Reading Response Week_5

Computer visions differn from human vision in several ways. The human vision does not need pre-programed information about visual contexs to understand it directly. However computer vision is unable to do so without pre-programmed assumption about the context, or else it fails to understand. Human vision is also better at image level understanding instead of understanding or counting pixels, while computer vision is the exact opposite.

Some techniques to help computers see and track would be background subtraction: to help isolate moving object; brightness thresholding:  to detect change in picel brightness to infer change in the whole image; high contrast: so that the subject would stand out; simple backgrounds: to make background aubtraction and brightness thresholding easier.

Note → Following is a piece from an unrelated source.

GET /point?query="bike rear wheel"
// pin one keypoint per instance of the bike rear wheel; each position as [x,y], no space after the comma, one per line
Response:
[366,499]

Computer vision’s special capacity make it useful for bringing in a new perspective in interactive art. A computer vision will get differnt information or emphasis from the same image as a human, and the comparison or cooperation between the two would be a great lead for interaction. The computer vison is also objective and can pick up details, giving it the potential to learn its interactive audience better than a human would.

Midterm Progress

Concept

I had a tough time thinking of how to make something original and interactive with my limited skills. Then I remembered an interactive exercise I did when I was in middle school. It was an interactive investigation story of the famous haunted Queen Mary cruise, where the reader made choices and flipped to the corresponding pages and eventually reach different endings. I thought I wanted to do something similar that would have an original story and scenes that I make myself, and allow great interactivity by letting the player make their choices. I thought of the film “Night at The Museum” and decided to write a spooky story based on the museum setting. I enabled the player to make choices at multiple points in the stories, leading to different endings accordingly. I am not attching the whole storyline because I dont want it to be a spoiler.

Design

the design would be simple pictures that show the museum scene, with animation when it is neccesary. Sound effect and text would be key to the design. An example would be like this

This is in p5 because the image upload doesn’t work, it is just to show the image and not interactive, but when it is put together in p5js there would be interactivity.

Frightening Aspects

The difficult part if to keep track of what scene the player is in and what interaction the player makes. Every secen need to be activated only when having both conditions of being in the precious scene and clicking the correct interaction. This gets more complex when different choices can lead to the same scene. I am planning to do this with stacking of if else statements.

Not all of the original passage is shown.